Ne pas en faire trop sur ces murs, c’est donc se réserver de la vigilance pour les autres lieux où la violence contre les migrants s’exerce, mais aussi poser cette question qui me taraude : à qui les pouvoirs s’adressent-ils quand ils érigent un mur ? À qui s’adressait l’URSS avec le mur de Berlin ? À  qui s’adressent Israël ou les États-Unis quand ils barricadent leur ville ou leur frontière ? Doit-on se contenter de l’aspect physique ? Ne pas voir plus loin ? Comme le souligne Nina, la « frontière grecque est déjà super surveillée. Frontex est assez présent, avec des policiers allemands qui avaient leurs bureaux en ville. »
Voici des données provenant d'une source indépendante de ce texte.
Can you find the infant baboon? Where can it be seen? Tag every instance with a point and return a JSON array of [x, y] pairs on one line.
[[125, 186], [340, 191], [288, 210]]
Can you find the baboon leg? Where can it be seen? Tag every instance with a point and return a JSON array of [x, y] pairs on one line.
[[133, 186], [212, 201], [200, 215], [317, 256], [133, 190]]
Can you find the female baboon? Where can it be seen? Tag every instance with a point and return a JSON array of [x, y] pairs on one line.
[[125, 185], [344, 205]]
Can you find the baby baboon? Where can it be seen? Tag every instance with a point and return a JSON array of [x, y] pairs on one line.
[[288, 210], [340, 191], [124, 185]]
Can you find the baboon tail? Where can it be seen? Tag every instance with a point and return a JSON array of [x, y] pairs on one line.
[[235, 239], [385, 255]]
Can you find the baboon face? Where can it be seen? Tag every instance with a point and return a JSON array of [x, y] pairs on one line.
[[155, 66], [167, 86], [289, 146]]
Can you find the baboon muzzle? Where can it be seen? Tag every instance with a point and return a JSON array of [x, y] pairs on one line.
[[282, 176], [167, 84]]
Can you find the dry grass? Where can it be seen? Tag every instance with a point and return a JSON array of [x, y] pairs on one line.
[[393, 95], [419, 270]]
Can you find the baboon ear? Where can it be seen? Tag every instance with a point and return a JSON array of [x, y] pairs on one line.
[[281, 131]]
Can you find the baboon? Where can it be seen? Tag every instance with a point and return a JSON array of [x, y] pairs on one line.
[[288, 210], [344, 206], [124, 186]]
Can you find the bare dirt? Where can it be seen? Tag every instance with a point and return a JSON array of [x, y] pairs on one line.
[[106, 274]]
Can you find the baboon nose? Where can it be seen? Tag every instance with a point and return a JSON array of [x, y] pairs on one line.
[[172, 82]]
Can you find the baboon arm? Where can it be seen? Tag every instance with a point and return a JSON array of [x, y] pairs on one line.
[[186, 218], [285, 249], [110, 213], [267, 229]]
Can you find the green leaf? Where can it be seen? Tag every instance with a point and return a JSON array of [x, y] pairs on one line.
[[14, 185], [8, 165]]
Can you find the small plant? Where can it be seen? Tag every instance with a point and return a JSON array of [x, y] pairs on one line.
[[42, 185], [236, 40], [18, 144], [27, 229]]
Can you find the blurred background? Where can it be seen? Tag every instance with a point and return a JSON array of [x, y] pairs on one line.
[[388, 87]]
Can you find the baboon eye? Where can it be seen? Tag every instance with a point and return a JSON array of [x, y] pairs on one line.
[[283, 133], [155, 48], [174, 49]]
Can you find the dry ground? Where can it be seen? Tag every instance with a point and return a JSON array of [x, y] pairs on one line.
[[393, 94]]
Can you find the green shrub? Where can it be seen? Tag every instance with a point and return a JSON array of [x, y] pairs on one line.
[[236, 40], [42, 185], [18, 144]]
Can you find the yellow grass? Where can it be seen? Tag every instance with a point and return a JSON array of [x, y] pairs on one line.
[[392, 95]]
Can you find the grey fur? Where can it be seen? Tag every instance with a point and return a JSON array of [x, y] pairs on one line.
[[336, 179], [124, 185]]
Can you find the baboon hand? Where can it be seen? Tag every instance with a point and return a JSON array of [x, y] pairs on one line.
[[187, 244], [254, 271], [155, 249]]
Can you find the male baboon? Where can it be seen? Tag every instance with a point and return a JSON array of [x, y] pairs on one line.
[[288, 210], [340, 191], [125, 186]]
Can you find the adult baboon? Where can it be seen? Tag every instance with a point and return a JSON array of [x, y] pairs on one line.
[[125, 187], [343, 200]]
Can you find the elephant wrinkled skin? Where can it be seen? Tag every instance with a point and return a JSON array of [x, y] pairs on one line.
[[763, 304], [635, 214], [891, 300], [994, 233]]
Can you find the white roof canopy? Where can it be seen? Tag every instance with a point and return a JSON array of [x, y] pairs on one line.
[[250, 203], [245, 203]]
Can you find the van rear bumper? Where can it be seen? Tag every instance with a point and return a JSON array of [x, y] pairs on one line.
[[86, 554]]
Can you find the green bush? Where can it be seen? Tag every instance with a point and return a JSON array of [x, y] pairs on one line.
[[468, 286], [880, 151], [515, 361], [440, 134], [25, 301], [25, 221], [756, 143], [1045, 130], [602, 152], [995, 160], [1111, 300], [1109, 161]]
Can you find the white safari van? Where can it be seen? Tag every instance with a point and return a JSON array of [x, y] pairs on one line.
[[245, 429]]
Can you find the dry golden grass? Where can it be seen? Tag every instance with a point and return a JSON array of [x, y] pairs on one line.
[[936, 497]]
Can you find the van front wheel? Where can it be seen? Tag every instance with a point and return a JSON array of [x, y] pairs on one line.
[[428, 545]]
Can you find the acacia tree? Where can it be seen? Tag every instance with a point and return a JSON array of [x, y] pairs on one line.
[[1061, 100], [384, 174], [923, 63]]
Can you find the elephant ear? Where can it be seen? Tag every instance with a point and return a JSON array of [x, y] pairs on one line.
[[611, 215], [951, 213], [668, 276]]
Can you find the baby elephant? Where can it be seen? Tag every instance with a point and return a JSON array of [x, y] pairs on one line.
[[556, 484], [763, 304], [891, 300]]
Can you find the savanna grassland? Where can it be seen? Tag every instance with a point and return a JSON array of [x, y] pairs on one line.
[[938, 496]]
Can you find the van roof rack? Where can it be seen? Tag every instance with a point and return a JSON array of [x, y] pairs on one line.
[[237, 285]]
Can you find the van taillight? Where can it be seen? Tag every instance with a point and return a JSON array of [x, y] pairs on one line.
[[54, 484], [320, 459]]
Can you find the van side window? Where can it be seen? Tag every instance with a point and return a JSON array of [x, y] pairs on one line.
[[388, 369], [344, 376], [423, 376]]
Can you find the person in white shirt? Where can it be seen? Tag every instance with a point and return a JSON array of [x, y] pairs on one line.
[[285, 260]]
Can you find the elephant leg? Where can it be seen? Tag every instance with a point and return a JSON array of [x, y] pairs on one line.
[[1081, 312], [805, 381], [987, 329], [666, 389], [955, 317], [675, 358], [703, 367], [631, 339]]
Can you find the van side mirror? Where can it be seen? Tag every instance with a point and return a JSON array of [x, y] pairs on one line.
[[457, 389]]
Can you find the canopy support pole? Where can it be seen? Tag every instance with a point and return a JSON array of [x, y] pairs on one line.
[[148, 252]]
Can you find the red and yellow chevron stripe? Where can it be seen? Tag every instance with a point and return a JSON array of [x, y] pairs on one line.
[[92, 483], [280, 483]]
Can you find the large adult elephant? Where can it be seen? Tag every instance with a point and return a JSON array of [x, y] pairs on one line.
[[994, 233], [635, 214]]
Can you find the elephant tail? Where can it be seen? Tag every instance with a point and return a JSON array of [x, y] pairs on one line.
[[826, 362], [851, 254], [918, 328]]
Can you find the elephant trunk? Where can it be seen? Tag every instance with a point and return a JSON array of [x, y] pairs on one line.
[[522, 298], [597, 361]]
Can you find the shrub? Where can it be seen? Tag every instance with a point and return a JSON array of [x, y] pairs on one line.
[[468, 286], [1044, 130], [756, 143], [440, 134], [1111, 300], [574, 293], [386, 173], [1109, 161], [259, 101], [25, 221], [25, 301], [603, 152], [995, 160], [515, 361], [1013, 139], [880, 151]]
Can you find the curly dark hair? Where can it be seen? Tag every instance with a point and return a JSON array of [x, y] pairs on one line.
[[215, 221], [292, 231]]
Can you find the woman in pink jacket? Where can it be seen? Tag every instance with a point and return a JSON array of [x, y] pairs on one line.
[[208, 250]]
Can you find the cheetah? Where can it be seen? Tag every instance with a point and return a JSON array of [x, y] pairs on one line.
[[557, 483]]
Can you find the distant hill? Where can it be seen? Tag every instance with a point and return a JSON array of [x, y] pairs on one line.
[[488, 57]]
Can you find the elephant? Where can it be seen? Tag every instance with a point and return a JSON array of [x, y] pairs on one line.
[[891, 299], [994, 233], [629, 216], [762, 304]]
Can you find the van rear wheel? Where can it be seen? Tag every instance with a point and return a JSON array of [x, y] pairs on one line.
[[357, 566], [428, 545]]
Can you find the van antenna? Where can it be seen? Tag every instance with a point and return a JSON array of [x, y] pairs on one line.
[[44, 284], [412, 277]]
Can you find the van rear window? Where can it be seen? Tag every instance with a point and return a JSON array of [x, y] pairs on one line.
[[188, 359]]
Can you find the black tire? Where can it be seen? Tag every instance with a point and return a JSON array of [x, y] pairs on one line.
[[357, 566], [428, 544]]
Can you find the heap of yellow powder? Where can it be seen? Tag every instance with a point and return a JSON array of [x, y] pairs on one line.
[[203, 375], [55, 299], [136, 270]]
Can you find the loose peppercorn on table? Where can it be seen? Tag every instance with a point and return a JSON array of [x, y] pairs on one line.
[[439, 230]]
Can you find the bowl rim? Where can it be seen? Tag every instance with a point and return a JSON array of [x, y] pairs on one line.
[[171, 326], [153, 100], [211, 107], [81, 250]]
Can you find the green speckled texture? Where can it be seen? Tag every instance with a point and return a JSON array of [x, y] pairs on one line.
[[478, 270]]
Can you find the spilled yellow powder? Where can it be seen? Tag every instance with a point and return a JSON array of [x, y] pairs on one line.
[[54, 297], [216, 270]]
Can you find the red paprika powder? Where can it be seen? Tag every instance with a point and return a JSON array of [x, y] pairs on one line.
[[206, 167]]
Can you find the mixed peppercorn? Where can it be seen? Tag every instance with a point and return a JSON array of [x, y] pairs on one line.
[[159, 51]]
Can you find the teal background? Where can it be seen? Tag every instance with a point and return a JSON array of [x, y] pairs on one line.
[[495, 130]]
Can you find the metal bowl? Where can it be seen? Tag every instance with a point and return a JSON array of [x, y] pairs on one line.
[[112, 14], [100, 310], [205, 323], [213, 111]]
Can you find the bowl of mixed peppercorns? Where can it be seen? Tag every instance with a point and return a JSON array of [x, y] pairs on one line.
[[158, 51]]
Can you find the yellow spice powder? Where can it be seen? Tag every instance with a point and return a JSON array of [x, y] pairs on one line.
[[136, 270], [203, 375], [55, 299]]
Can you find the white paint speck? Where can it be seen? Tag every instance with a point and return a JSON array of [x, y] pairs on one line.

Le sous-titrage en français sera en ligne sous peu...

Comme le dit un jeune Grec dans le documentaire, ce mur ne fait que changer les stratégies de passage, rien de plus. Impression confirmée par la journaliste Doan Bui qui a longuement enquêté sur le terrain en 2013 : « Cela fait déjà plus d'un an que les clandestins évitent de s'aventurer dans cette zone militarisée, entre la Grèce et la Turquie, une plaine lisse comme un caillou, sans un arbre pour les cacher des patrouilles policières. »

 

Suleyman

Trois heures sont passées, changement de scène : je suis à L’Insoumise, une bouquinerie occupée de la rue d’Arras, à Lille. Il fait froid dehors et chaud à l’intérieur, le poêle à bois turbine grave, l’heure est au passage d’informations. En cercle, une vingtaine de personnes écoutent Suleyman parler. Ils l’écoutent avant de le comprendre, Suleyman parle anglais et une jeune femme traduit ses paroles.

« Je suis arrivé du Soudan. Il a fallu sept jours de bagnole pour traverser le désert et arriver en Lybie. Trouver un bateau, payer, et partir vers l’île de Pantelleria sans être assuré d'arriver. » Débarqués sur le sol de la péninsule italienne, il raconte comment des centaines d'entre eux sont frappés par la police italienne pour donner leurs empreintes. Il raconte comment ils sont dispatchés, plus ou moins en fonction de leurs origines, vers différentes villes transalpines. Le tout dirigé par la Croix rouge, et en voyage par avion s’il vous plaît. Selon les lieux, le contrôle était plus ou moins fort. Quand Suleyman arrive en France il y a trois mois, il ne connaît pas Calais. On lui en parle à Paris, son objectif est l'Angleterre, autant pour des raisons d'accueil que culturelles ou linguistiques.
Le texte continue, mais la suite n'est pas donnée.